O resultado é um risco sistêmico que não diminuiu desde a Crise de 2008 (conforme retratado no filme A Grande Aposta). A tecnologia digital não apenas lubrificou a circulação de capital, mas a transformou em um fim em si mesma, desvinculando o valor financeiro do valor produtivo de forma perigosa.

3. A Perspectiva da Longa Depressão

Para economistas empíricos que aplicam a análise marxista, como Michael Roberts (autor de The Long Depression: Marxism and the Global Crisis of Capitalism), essa hipertrofia financeira é uma das expressões da mais longa depressão da história do capitalismo.

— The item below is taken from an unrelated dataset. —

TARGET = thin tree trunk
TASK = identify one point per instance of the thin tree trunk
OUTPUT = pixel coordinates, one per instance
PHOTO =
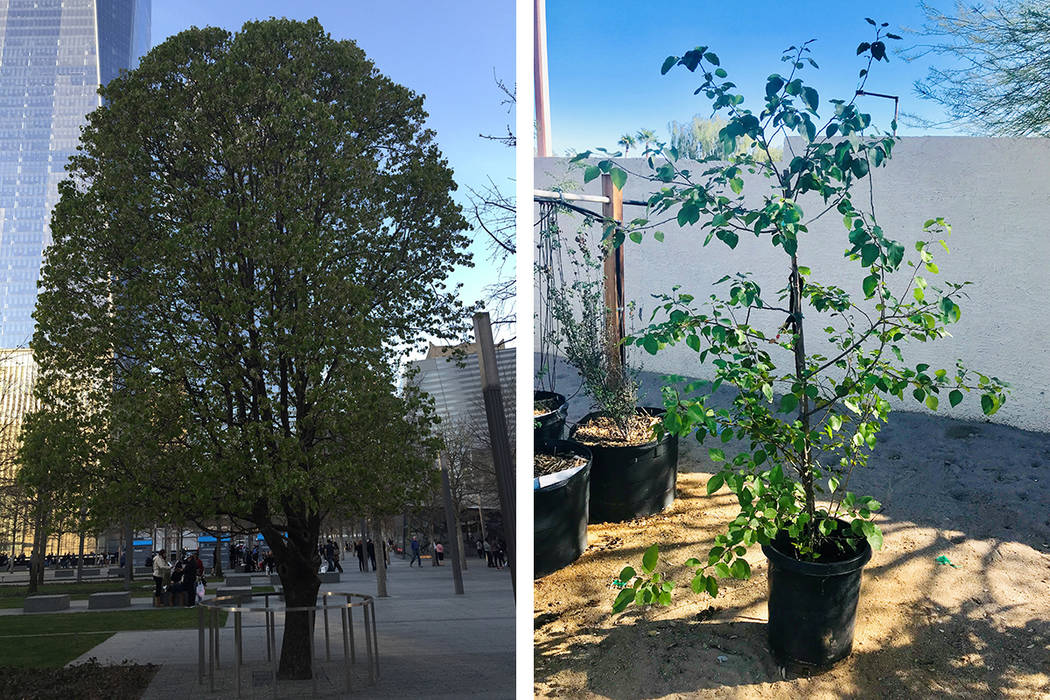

Desde a Crise Financeira Global de 2008, as principais economias têm apresentado crescimento anêmico, baixa taxa de investimento produtivo e estagnação na taxa de lucro. A "Lei da Tendência Decrescente da Taxa de Lucro" – onde a lucratividade do capital produtivo é permanentemente espremida – empurra o excesso de capital para a esfera financeira em busca de retornos especulativos.

Em suma, a instabilidade global reside no fato de que a riqueza está sendo acumulada cada vez mais na forma de capital fictício (alavancagem e derivativos) e rendas da nuvem (controle de plataformas e dados), em vez de ser investida no capital produtivo “material”, palpável. Essa inversão coloca a economia real refém de um sistema financeiro hipertrofiado e especulativo.

Notas


*As lâmpadas incandescentes, no auge do seu uso, eram produzidas na sua faixa mais típica de potência, entre os 25 e 100 Watts, em apenas 6 (seis!) fábricas no mundo inteiro. A capacidade de produção do maquinário era tão alta que bastavam estas estruturas industriais para abastecer o mercado. Isso tinha sido fruto de evolução da produção desde os tempos de Edison, e não propriamente de algum incremento oriundo da informática.